Le juge ayant la mission de veiller au bon déroulement de la procédure et de trancher sur tous les points de contestation. Il n’est nullement lié par le rapport de l’expert. Il apprécie le rapport en fonction des éléments qui sont à sa disposition. Ainsi, s’il estime que l’estimation faite par l’expert ne reflète pas la valeur réelle de l’immeuble, il peut infirmer ce rapport et ordonner une deuxième expertise. Il a également la possibilité de confirmer les dires d’un expert en dépit de la contestation par l’autre partie. En ce moment, on dit qu’il a homologué le rapport d’expertise. Le juge homologue un rapport d’expertise quand il estime qu’il ne souffre d’aucune anomalie pouvant entrainer son annulation.
Une fois la mission de l’expert (l’estimation et le dépôt du rapport) terminée, la phase qui suit est celle de l’attribution de l’immeuble. C’est l’aboutissement de tout le processus entamé depuis la conclusion de la convention d’hypothèque incluant le pacte commissoire.

B) L’attribution de l’immeuble au créancier.

Le créancier hypothécaire, pour se faire attribuer l’immeuble, doit d’abord mettre le constituant en demeure (a), avant de procéder à la mutation (b).

a) La mise en demeure.

La mise en demeure est l’acte par lequel le débiteur est sommé de payer le créancier. C’est une dernière chance offerte au débiteur d’éviter l’humiliation publique liée à une exécution forcée pour cause de non-paiement de ses dettes.
Avant de procéder à la mise en demeure, le créancier doit s’assurer que sa créance répond aux conditions de certitude, de liquidité et d’exigibilité.
A la suite de la mise en demeure, le créancier doit attendre l’écoulement d’un délai de 30 jours.
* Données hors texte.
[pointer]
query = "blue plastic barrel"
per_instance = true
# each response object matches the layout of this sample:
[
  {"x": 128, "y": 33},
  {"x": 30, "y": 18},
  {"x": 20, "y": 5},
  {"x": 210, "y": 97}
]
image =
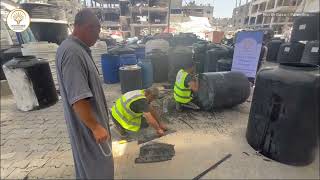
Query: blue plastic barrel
[
  {"x": 128, "y": 59},
  {"x": 147, "y": 72},
  {"x": 110, "y": 68},
  {"x": 140, "y": 52}
]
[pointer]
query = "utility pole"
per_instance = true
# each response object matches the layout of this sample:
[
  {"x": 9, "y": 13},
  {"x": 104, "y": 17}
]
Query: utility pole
[
  {"x": 169, "y": 13},
  {"x": 149, "y": 17}
]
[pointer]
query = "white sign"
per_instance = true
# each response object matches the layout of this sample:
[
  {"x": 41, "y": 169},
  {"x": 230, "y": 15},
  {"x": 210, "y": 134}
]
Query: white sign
[
  {"x": 18, "y": 20},
  {"x": 247, "y": 52}
]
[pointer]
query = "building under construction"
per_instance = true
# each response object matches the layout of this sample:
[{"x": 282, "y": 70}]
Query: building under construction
[{"x": 133, "y": 17}]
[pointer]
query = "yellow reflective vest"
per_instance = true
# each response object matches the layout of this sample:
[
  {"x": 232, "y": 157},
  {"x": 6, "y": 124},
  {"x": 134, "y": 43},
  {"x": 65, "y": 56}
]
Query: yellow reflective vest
[
  {"x": 122, "y": 112},
  {"x": 182, "y": 94}
]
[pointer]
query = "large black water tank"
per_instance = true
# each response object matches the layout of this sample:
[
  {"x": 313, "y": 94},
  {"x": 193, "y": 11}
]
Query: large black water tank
[
  {"x": 160, "y": 65},
  {"x": 224, "y": 65},
  {"x": 213, "y": 56},
  {"x": 178, "y": 58},
  {"x": 130, "y": 78},
  {"x": 273, "y": 49},
  {"x": 305, "y": 28},
  {"x": 31, "y": 82},
  {"x": 222, "y": 89},
  {"x": 284, "y": 116},
  {"x": 311, "y": 53},
  {"x": 290, "y": 52},
  {"x": 199, "y": 55},
  {"x": 7, "y": 55}
]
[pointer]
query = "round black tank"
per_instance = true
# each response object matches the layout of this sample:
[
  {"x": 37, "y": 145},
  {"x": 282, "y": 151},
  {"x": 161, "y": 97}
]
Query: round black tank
[
  {"x": 199, "y": 55},
  {"x": 130, "y": 78},
  {"x": 160, "y": 65},
  {"x": 273, "y": 49},
  {"x": 224, "y": 65},
  {"x": 284, "y": 117},
  {"x": 306, "y": 28},
  {"x": 178, "y": 58},
  {"x": 212, "y": 58},
  {"x": 222, "y": 89},
  {"x": 31, "y": 82},
  {"x": 290, "y": 52},
  {"x": 311, "y": 53}
]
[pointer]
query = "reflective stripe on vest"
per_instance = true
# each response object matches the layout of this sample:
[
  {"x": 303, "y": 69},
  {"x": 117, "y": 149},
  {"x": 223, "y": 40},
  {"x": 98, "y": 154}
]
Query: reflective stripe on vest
[
  {"x": 182, "y": 94},
  {"x": 122, "y": 113}
]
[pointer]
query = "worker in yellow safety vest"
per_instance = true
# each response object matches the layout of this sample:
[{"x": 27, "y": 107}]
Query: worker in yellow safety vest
[
  {"x": 186, "y": 83},
  {"x": 128, "y": 110}
]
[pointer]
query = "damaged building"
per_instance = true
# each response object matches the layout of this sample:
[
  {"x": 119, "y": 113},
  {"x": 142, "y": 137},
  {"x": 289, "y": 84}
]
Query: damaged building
[{"x": 132, "y": 18}]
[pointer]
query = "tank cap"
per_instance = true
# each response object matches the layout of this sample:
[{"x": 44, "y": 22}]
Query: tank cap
[
  {"x": 21, "y": 62},
  {"x": 304, "y": 66}
]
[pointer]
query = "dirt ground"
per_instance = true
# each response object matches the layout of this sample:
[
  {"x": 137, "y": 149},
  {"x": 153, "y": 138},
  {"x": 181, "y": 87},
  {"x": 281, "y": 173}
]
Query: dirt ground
[
  {"x": 36, "y": 144},
  {"x": 202, "y": 139}
]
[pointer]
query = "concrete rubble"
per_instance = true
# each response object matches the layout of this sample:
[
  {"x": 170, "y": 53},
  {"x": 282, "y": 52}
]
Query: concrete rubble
[{"x": 35, "y": 144}]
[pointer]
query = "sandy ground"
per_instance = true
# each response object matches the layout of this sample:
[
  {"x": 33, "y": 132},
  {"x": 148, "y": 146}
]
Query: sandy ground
[
  {"x": 212, "y": 136},
  {"x": 39, "y": 139}
]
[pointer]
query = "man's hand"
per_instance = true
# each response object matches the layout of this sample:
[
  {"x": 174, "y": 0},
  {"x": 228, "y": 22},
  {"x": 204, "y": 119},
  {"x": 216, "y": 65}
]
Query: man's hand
[
  {"x": 163, "y": 127},
  {"x": 100, "y": 134},
  {"x": 160, "y": 132}
]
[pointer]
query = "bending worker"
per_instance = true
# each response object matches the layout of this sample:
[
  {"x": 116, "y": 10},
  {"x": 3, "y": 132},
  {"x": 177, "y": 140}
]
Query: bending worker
[
  {"x": 186, "y": 83},
  {"x": 129, "y": 110}
]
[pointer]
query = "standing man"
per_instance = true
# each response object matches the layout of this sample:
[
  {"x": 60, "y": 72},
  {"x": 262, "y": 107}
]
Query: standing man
[
  {"x": 84, "y": 103},
  {"x": 128, "y": 110},
  {"x": 184, "y": 86}
]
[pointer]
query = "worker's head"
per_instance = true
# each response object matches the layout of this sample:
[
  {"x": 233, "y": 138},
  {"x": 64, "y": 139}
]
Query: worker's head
[
  {"x": 189, "y": 67},
  {"x": 151, "y": 94},
  {"x": 87, "y": 27}
]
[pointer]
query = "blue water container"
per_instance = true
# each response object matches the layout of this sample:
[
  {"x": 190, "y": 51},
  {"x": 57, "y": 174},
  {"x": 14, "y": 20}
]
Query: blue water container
[
  {"x": 147, "y": 72},
  {"x": 110, "y": 68},
  {"x": 128, "y": 59},
  {"x": 140, "y": 52}
]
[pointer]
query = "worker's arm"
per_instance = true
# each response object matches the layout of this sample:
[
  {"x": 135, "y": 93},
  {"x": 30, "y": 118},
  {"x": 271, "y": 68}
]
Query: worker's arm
[
  {"x": 83, "y": 109},
  {"x": 157, "y": 117},
  {"x": 153, "y": 122},
  {"x": 194, "y": 85}
]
Si à l’expiration de ce délai, le débiteur ne s’exécute toujours pas, sa défaillance est alors établie et le créancier peut dès lors entamer le transfert de la propriété de l’immeuble hypothéqué à travers la mutation.

b) La mutation.

La mutation est l’aboutissement de la procédure de réalisation conventionnelle de l’hypothèque. C’est la procédure par laquelle la conservation foncière constate le transfert de la propriété de l’immeuble du débiteur(constituant) au créancier hypothécaire, en procédant à des inscriptions modificatives relatives au titre foncier conformément à la transaction qui est à la base dudit transfert.
Cette procédure étant totalement confiée à la conservation foncière (l’institution en charge de la propriété immobilière) dans l’État-partie, c’est auprès de cette institution que les formalités de mutation doivent être accomplies.

Le titre foncier étant le document qui constate et qui garantit la propriété d’une personne sur un immeuble, la mutation va permettre au créancier hypothécaire d’être reconnu dans les livres de la conservation foncière et sur la copie du titre foncier qui lui sera délivrée comme étant le titulaire des droits de propriété sur l’immeuble qui appartenait à son débiteur, sur lequel l’hypothèque a été consentie.

Afin que l’acte de mutation soit opposable à l’administration publique, il faut procéder à son enregistrement dans le mois de sa date.
L’article 521 du Code général des impôts dispose à cet effet que :

« doivent être enregistré dans le délai d’un mois de leur date, les actes, documents ou opérations juridiques : [...] 4. Les actes portant transmission de biens immeubles... ».

Ces opérations une fois terminées, l’immeuble dévient la propriété exclusive du créancier hypothécaire. Elle libère totalement le constituant à l’égard du créancier hypothécaire. Cependant, si la valeur de l’immeuble est supérieure à la créance du créancier hypothécaire, il se passe un changement de statut, le créancier hypothécaire va devenir le débiteur de son ex débiteur pour le montant du reliquat de la valeur de l’immeuble. Ainsi, le créancier hypothécaire devenu propriétaire de l’immeuble a l’obligation de procéder au versement de la somme du reliquat au constituant. Mais, s’il existe d’autres créanciers hypothécaires, le créancier doit faire consigner la somme de la différence entre les mains d’un séquestre. C’est ce qui ressort de l’alinéa 2 de l’article 200 de l’AUS.